All you have to do is speak to the individual who is doing whatever it is that is causing the problem, and most of the time the problem will be corrected. Am I right or wrong in that?
GL: I think you’re absolutely right, Bill. I’ve seen young lawyers complain about a defense lawyer doing
something, and I say, “Well, what did you do about it? And if you didn’t do anything about it, as long as you let them do it, they’re going to continue to do it.”
This is the converse of what Steve was saying. It’s a manifestation of their insecurity; they’re not confident in the correctness of their position, so they don’t do anything to intercede. I think it’s absolutely imperative that you know the rules inside and out so that you have them as your weapon and as your moral high ground.
But invariably, when you get to the pressure points in an important deposition of a defendant or a defense witness, even counsel with whom you’ve got a lot of experience who are, themselves, experienced and sophisticated, will start to fidget and will try this tactic.
But, I think you’re exactly right, Bill. It’s really a question of how do we respond to try to bring it under control and make sure it doesn’t continue. Or, if it’s going to continue, to make a clear and proper record so that at least the threat of obtaining a sanction is there.
SC: Along those same lines, I remember one of my first videotaped depositions for trial. I was nervous and the attorney on the other side objected to every opinion question. And I’m thinking, well, I even had this written out and I know this is right, but I’m still wondering, did I do this right or is this whole thing blown?
That doesn’t happen to me anymore. They object to opinion questions, I go right on. But in the earlier days that can really be problematic for a young lawyer, and I think that’s probably why it’s done sometimes.
BB: I think you’re right.
EHH: And I think the true sign of professionalism is to be able to sit there and keep your mouth shut when things aren’t going well.

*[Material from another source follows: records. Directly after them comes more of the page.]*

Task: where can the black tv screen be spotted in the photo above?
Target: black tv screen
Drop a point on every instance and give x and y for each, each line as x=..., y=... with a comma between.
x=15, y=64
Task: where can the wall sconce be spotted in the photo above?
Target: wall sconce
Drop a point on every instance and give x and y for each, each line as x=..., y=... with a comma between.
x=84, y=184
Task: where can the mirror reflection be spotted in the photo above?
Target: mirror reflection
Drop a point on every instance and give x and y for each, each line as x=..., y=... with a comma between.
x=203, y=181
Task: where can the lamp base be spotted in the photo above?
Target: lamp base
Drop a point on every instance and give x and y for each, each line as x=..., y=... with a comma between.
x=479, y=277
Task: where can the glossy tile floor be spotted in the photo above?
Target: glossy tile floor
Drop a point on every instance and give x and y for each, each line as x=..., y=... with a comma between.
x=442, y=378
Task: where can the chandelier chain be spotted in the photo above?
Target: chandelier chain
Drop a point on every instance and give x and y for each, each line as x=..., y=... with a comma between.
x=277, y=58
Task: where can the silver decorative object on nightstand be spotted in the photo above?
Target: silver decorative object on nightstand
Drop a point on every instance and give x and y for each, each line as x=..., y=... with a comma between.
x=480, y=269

SC: That’s hard to do. I mean, it’s hard for me to do, too. You almost wish the witness could hear your thoughts, “Can’t you see that I am dying inside because of the way you’re answering the question?”
BB: We’ve all been there.
SC: But Bill is right, at some point in time the facts are the facts. And I think we’ve been through it enough that you say, “You know what, my livelihood, the essence of me, isn’t going to live or die in this deposition.”
BB: I’ve also found when I go back into something and I see that somebody is objecting strenuously, I literally will mark that area for trial purposes because I know somehow I’ve just hit on something. I may not recognize it at that moment, but hopefully by the time of trial I will, because that’s when you object. When there’s something really important. And if it’s not important, you’re not going to object.

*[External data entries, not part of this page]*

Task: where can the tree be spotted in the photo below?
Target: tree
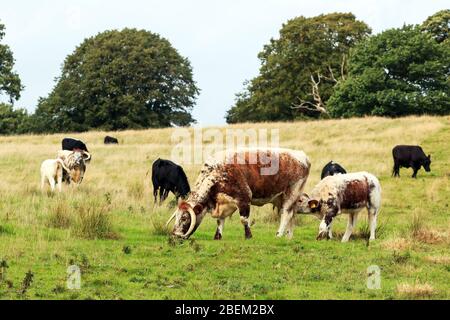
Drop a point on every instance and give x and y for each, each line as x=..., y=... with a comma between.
x=13, y=121
x=398, y=72
x=9, y=80
x=126, y=79
x=438, y=25
x=298, y=68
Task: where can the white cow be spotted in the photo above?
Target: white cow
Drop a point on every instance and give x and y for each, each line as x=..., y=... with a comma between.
x=343, y=193
x=52, y=172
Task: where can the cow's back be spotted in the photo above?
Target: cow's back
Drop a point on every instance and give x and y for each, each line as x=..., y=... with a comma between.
x=404, y=152
x=353, y=190
x=253, y=171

EHH: I think we’re at the point where we’re going to have to wrap this up. But I would be curious to know if any other judge has ever confronted these issues, and, if not, are they open to dealing with them? And if they are willing to deal with them, how do we get them past the staff attorney?
SC: Judge, what about the idea of having one judge appointed in each jurisdiction to handle discovery disputes, instead of the judge handling the case?

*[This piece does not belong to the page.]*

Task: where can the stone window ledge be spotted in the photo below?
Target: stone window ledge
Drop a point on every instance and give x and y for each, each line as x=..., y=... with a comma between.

JRM: That probably is not a bad idea because it gets the judge assigned to the case out of the mix and it becomes a more independent ruling. The parties can’t feel, “Gee, this judge is going to hate me through the rest of the trial because look what I pulled.”
SC: It would also be good to have that judge serve as a sort of clearinghouse for all complaints. He would begin to see a pattern with certain attorneys.
JRM: Well, we’ve had our Eighth District Judicial Conference recently, and won’t be having it for another year. I’m the head of it, and this wouldn’t be a bad topic for discussion there. Because this is a recurring complaint over the years, but nobody ever gets the judges involved. It’s something to think about because at the Eighth District Judicial Conference, you have a great amount of the bar there and all the judges are there, and when everyone puts their heads together on these kinds of issues, you get some great recommendations.
1. See Cuy. Cty. C.P. Loc. R. 13; Lake Cty. C.P. Loc. R. V(E)(1); Summit Cty. C.P. Loc. R. 17.02; Fed. R. Civ. P. 30 (c)-(d); N.D. Ohio Loc. R. 30.1.